Mais est-ce la bonne façon de poser le problème ? Que nous disent les enquêtes et comment analyser les évolutions du travail et de l’emploi ?

  1. La littérature consacrée aux générations Y est pléthorique. Elle souffre toutefois d’une certaine redondance et va en se répétant. De plus, elle semble mal assurée dans ses fondements méthodologiques. Les « jeunes » ne sont pas comparés avec les autres catégories d’âges. Souvent, ce sont des professeurs qui prennent leurs étudiants comme échantillon d’analyse. L’enjeu est ici de déconstruire cette littérature pour en montrer les limites.
  2. Il importe aussi d’analyser les inégalités réelles de conditions de vie et de travail entre les générations. Les générations arrivant sur le marché du travail, dans le contexte actuel, subissent des trajectoires spécifiques : chômage plus élevé que leurs aînés, salaires moindres, expositions plus forte aux contraintes physiques et mentales du travail, horaires atypiques, précarité systématique, etc. L’imaginaire des trente glorieuses, fondé sur le plein emploi et l’autonomie individuelle, en prend un coup. Il existe bien une coupure intergénérationnelle mais celle-ci relève avant tout des conditions réelles d’existence et non d’artefacts comportementaux imputés en soi et sans vérification à tel ou tel âge de la vie.
  3. Il est aussi possible de convoquer des enquêtes systématiques qui comparent le rapport à l’emploi des différentes générations. Ces enquêtes montrent qu’il n’y pas de séparation nette entre les générations concernant le rapport à l’emploi et au travail. Tous souhaitent se réaliser et disposer d’un cadre de travail stable et structuré. S’il y a des différences, elles sont de l’ordre de la nuance et de la gradation progressive. Tous aussi, semblent marqués par la montée des valeurs individualistes. Certains chercheurs en concluent, sous forme de boutade, que nous appartenons tous à la génération Y.

L’examen de ces trois éléments permet de comprendre le sens ultime des discours portant sur la génération Y : une construction qui permet d’occulter l’ensemble des transformations structurelles qui ont affectés le travail et l’emploi depuis trente ans. Oui, les jeunes et les plus âgés vivent des situations profondément différentes. Mais ces différences relèvent surtout d’évolutions objectives et non pas de comportements attribués presque par essence à certains.

Il est commode d’imputer aux plus jeunes un désir de flexibilité et de labilité. Cela l’est parce que le système de l’emploi ne semble pas en mesure de leur offrir autre chose. Pas à tous du moins, parce que les inégalités salariales progressent et que tous n’accèdent pas facilement à l’emploi qualifié et stable. De plus, s’intéresser aux phénomènes générationnels reste un moyen sûr d’explorer les arcanes de ce qui vient. Les « jeunes », demain seront majoritaires. Se pencher sur cette génération, observer sa composition et ses déclinaisons statutaires permet de dresser le portrait de la société de demain. Avis aux amateurs, un champ de recherche est ouvert.

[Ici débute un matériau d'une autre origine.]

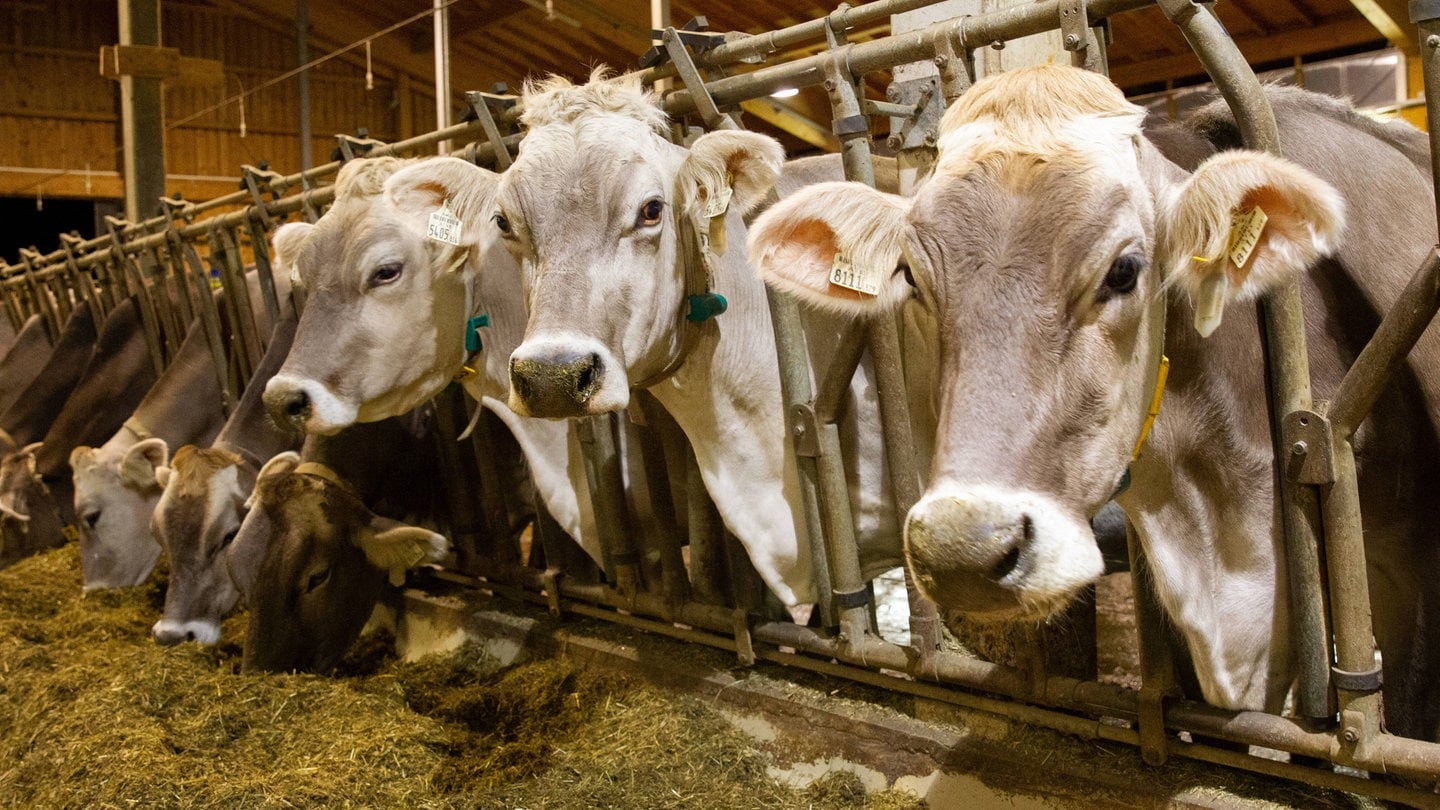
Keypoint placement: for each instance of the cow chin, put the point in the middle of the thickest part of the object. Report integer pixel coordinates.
(1000, 555)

[1] Encore que l’origine de cette dénomination ne soit pas certaine. Il peut s’agir aussi de la forme Y des écouteurs de baladeurs (d’I Pod) que les jeunes porteraient en permanence. Le pourquoi marque l’insoumission supposée de ces générations qui ne se contenteraient pas de faire ce qu’on leur demande, mais voudraient avoir voix aux chapitres, exprimant ainsi un besoin de comprendre pour agir.